Home Artists Posts Import Register

Content

Before I get into new projects, I thought it would be a good idea to take a moment and talk about my goals.


I'm a details liker. Left to my own devices, I can spend a lot of energy refining incidental aspects of my art. I mean, look at these pages!

These are some of my favorite comic pages I've ever drawn. But they're also great examples of what I shouldn't be doing if I want any chance of telling a complete story.

When I start stumbling on a project, it's usually because I'm spending too much time on things that aren't "the point." That's been the theme with all of my troubled work of late.


So what is The Point? What did I get into art in order to make?

What is it that incited me into this deeply inadvisable career path? What deficiency did I identify in the world around me?

If I think back, maybe I can remember.


...

...

...


Oh yeah,


I WANTED TO DRAW CUTE TRANS GIRLS MAKING OUT!!!!!!!!!!!!!!!!!!!!!!!!!


Goal #1: "The Representation"

"Representation" has become a tricky word to use lately. The media landscape is very different from where things were when I started doing webcomics in 2014.


And yes, it freaks me out a lot to think about how long ago that already is.


Though it's by no means common, you don't have to look too far these days to catch a big-name pop-culture media product sporting A Trans Or Two.

So what does this mean for my artistic raison d'être? Has my purpose run its course?


NOT EVEN A LITTLE TINY BIT!!!!!!!!!


Where's all the heart-quivering T4T romance?! Where's the rush of picking out your first skirt?! Why do these trans characters only hang out with cis people?!

True representation is authentic! And true authenticity stabs out from one naked heart to another. Authenticity is vulnerability!! Good trans representation should make you shiver with the embarrassment of recognizing that the shape of these characters' desires dwells also within yourself!!


NONE OF THESE TRANS FUCK!!! THEY DON'T EVEN GET TO HAVE SWORDS!!!!!


...Ha-hem


I often get sidetracked from this goal. But from the start, my biggest interest has been in telling stories about queer mundanity.

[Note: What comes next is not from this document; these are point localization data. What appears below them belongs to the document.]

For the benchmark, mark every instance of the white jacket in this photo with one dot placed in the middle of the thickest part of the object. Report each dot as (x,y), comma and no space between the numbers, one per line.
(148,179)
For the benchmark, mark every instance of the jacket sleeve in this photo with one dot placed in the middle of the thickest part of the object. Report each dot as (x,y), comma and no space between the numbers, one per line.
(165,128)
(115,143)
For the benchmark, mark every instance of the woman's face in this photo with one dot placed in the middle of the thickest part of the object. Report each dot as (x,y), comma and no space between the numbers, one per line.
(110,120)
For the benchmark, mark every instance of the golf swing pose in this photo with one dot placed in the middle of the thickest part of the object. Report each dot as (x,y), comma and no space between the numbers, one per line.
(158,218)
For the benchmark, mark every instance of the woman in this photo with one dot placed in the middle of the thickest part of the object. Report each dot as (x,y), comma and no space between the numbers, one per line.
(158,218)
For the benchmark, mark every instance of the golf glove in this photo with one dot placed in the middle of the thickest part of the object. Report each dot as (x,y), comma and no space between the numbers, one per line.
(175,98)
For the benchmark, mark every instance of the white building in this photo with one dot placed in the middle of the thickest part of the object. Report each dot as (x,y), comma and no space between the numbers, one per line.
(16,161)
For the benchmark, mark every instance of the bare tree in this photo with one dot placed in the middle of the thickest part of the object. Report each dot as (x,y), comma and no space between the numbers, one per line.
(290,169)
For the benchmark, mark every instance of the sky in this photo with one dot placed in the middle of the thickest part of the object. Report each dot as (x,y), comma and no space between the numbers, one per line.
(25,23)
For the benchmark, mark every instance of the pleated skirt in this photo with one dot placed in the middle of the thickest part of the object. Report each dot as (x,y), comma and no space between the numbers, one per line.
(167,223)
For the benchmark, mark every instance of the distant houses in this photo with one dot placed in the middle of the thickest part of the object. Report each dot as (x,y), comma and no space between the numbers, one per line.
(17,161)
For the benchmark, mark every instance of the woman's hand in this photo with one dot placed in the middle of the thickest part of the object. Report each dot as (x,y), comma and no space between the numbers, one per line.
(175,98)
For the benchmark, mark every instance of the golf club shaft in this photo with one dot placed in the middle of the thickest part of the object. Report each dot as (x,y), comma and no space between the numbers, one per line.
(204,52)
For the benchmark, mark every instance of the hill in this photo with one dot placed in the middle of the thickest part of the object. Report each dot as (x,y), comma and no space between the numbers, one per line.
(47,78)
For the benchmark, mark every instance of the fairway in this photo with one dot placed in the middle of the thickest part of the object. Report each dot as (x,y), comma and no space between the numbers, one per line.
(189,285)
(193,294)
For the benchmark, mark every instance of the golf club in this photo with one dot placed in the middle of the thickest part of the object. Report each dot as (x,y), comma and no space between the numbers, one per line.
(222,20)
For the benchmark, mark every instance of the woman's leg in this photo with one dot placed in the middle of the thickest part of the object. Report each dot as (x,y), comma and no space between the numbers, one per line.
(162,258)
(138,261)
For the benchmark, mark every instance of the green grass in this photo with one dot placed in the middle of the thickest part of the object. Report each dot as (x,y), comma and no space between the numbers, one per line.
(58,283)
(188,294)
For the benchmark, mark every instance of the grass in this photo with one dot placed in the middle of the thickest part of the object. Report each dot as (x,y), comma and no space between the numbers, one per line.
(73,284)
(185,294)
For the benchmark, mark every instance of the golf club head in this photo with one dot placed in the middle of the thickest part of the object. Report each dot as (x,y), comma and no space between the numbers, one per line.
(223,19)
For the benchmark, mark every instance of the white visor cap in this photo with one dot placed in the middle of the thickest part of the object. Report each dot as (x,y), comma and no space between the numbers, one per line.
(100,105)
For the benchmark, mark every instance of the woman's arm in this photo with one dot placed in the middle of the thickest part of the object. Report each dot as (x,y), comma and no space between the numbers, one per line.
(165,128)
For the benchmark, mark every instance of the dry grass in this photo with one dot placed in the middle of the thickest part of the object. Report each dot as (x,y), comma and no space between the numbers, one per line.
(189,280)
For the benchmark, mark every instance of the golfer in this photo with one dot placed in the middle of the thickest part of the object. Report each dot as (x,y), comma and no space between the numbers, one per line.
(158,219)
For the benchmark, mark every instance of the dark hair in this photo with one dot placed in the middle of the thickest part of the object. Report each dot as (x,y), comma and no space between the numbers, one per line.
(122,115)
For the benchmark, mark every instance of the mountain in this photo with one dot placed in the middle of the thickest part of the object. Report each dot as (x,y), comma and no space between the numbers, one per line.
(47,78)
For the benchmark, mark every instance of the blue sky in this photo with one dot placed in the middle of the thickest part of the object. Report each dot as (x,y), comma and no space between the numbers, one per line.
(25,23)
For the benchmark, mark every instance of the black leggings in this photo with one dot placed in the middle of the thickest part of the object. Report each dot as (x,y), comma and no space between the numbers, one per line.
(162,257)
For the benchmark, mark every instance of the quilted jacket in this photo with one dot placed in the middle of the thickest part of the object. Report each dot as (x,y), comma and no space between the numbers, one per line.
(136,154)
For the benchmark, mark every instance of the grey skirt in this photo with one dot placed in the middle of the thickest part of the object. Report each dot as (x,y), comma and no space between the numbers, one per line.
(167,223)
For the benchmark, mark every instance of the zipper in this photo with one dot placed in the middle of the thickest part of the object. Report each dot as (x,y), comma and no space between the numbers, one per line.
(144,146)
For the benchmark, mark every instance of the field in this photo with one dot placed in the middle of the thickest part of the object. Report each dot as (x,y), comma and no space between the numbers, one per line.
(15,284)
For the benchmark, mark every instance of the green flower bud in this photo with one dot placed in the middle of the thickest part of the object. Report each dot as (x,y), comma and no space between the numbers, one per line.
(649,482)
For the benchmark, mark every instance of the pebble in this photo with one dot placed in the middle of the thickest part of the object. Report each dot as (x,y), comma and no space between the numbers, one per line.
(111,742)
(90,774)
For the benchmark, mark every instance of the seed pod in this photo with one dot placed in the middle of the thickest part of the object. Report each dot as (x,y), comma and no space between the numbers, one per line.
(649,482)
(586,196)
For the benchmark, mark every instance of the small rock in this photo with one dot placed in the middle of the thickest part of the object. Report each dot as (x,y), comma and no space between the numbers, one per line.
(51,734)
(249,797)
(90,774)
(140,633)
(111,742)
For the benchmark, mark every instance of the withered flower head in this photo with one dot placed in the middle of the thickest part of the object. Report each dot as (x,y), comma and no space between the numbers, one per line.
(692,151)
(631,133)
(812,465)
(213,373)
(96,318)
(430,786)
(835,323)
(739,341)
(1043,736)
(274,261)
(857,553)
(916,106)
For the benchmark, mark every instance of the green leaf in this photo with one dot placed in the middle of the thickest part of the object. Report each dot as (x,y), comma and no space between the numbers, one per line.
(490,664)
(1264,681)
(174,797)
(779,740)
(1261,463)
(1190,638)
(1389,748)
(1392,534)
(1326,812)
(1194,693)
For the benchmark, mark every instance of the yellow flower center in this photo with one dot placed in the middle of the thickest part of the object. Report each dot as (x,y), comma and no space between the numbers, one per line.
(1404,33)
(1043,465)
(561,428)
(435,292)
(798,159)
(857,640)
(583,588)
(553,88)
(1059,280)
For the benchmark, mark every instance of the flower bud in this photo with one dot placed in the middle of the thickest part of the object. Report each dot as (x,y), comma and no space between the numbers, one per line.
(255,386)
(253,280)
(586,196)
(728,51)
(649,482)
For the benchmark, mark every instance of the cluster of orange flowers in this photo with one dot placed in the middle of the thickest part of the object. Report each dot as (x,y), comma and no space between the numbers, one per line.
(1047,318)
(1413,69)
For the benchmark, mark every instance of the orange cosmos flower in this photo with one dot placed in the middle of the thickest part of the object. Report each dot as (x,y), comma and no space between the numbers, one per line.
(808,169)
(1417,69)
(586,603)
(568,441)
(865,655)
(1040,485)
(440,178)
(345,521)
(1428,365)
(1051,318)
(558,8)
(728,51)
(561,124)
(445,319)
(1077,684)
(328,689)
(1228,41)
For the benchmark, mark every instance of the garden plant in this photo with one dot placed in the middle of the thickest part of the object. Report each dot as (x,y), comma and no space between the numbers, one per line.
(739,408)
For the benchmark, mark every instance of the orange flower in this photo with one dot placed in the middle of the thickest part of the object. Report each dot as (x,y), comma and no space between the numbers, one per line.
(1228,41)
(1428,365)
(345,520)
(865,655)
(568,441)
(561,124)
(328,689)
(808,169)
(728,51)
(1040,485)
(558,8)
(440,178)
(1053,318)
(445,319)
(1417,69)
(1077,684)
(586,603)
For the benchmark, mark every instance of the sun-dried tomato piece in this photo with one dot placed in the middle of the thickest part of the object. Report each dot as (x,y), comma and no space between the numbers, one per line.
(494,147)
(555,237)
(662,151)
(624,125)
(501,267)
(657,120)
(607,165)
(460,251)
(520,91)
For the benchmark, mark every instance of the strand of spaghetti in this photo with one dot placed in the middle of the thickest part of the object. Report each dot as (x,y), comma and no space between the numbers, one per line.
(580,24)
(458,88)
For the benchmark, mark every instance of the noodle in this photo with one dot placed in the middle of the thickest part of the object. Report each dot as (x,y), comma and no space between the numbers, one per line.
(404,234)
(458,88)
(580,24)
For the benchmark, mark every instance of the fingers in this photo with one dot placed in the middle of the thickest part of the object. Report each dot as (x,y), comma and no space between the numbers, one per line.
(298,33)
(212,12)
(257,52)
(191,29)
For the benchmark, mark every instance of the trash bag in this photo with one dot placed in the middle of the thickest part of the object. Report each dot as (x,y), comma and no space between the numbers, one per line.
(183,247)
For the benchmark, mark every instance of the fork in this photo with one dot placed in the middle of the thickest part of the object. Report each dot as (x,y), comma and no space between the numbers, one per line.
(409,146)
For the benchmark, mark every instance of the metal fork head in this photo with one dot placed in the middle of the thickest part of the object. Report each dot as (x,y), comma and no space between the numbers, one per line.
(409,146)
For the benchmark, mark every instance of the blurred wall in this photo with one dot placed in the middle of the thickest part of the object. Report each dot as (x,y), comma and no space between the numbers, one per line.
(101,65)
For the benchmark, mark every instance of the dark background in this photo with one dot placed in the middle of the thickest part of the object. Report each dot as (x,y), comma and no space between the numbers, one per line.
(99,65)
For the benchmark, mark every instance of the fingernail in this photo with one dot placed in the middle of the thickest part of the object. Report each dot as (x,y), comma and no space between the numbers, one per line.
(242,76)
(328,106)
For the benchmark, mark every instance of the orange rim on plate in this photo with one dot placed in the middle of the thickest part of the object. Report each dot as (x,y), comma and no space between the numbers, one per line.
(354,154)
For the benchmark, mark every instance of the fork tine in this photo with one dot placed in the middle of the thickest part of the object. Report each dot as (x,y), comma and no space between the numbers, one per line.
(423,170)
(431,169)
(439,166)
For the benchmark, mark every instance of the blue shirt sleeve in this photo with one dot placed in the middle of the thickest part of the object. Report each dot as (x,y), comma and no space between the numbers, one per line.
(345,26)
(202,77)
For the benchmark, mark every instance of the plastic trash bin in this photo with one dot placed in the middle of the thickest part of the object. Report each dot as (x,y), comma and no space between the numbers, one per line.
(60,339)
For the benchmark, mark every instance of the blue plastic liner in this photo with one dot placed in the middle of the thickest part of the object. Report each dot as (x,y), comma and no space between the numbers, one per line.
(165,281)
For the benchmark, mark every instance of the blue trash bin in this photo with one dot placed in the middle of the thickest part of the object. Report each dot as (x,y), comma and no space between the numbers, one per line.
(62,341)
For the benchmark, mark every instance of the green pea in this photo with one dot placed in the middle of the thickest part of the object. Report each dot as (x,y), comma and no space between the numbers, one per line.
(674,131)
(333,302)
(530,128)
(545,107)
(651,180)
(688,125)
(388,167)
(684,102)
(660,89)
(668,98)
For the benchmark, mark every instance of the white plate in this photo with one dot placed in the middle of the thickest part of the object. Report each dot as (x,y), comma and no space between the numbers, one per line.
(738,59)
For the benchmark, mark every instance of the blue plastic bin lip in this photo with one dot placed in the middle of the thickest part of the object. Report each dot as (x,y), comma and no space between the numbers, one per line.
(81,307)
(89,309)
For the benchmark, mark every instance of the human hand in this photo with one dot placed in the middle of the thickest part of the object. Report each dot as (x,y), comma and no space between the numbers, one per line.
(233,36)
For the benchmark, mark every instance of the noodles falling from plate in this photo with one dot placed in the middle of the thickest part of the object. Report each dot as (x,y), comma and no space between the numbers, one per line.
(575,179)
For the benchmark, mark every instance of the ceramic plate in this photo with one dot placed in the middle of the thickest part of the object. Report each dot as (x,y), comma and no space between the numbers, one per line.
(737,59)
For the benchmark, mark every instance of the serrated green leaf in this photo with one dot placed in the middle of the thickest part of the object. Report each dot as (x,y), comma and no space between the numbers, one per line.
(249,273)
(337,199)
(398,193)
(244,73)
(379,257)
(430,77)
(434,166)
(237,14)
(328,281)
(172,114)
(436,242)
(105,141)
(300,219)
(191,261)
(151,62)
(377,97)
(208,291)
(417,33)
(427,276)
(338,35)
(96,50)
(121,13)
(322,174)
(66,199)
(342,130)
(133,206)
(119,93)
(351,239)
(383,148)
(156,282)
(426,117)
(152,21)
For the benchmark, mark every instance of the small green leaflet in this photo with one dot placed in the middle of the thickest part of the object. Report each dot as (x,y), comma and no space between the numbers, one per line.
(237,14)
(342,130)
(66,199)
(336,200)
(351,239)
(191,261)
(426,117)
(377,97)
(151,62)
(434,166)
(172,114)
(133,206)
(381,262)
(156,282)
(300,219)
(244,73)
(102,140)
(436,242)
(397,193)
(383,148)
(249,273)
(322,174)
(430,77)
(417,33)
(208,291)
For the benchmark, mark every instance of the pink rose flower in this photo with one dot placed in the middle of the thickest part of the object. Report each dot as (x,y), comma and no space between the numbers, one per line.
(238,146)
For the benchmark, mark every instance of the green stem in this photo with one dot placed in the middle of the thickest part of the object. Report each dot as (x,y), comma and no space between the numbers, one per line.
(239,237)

By that, I don't mean stories where the presentation and experiences of queer characters are "normalized" by making them indistinguishable from those of non-queer characters. That's the Coward's Path.


By "queer mundanity," I mean that I want to write stories where the thoughts, feelings, and bodies of queer and trans folks are highlighted and drawn upon so universally that they become mundane.

When you do that, you leave the audience no escape hatch. The reader is forced to inhabit these characters and feel their feelings, because they're given no non-queer perspective from which to observe them.


Also I think they should let trans girls have swords.


Goal #2: Also I Like To Make It Kind Of Hot

Th--the sword thing wasn't an innuendo, for the record. Though, uh, I mean, it's, uh. I mean, it's no secret that I... um.

Well, look. If "queer mundanity" is about making the viewer inhabit a queer headspace, then obviously that includes queer attraction. And that can take a few forms...


Let's just say, hypothetically, that I drew a picture of a trans girl in a state of undress. Stripes and a little bow, you know what I mean. Assuming I did do such a thing, one might argue that I was committing the act of Sexualization.

I would never claim that my purpose for drawing such materials had nothing to do with titillation. But I would also point out that titillation isn't the only context that matters here. Sexuality in media can reflect constructively upon the viewer. It can be aspirational!


To put it in plain English, I'm saying that when I draw a trans girl's scantily-clad dickbulge, the responses I'm fishing for in a viewer are:

  1. "W--wow!! She has one..."
  2. "But it's hot/cute!"
  3. "I have one too..."
  4. "...Maybe I can be hot/cute...?"

in that exact order. It's a warm, blushy kind of empathetic relief that I seek -- not mere horniness, but a feeling of horny catharsis.

This only really works in the context of the "queer mundanity" outlined above, but it's an important part of the package for me, and it always has been -- so it qualifies as Goal #2!!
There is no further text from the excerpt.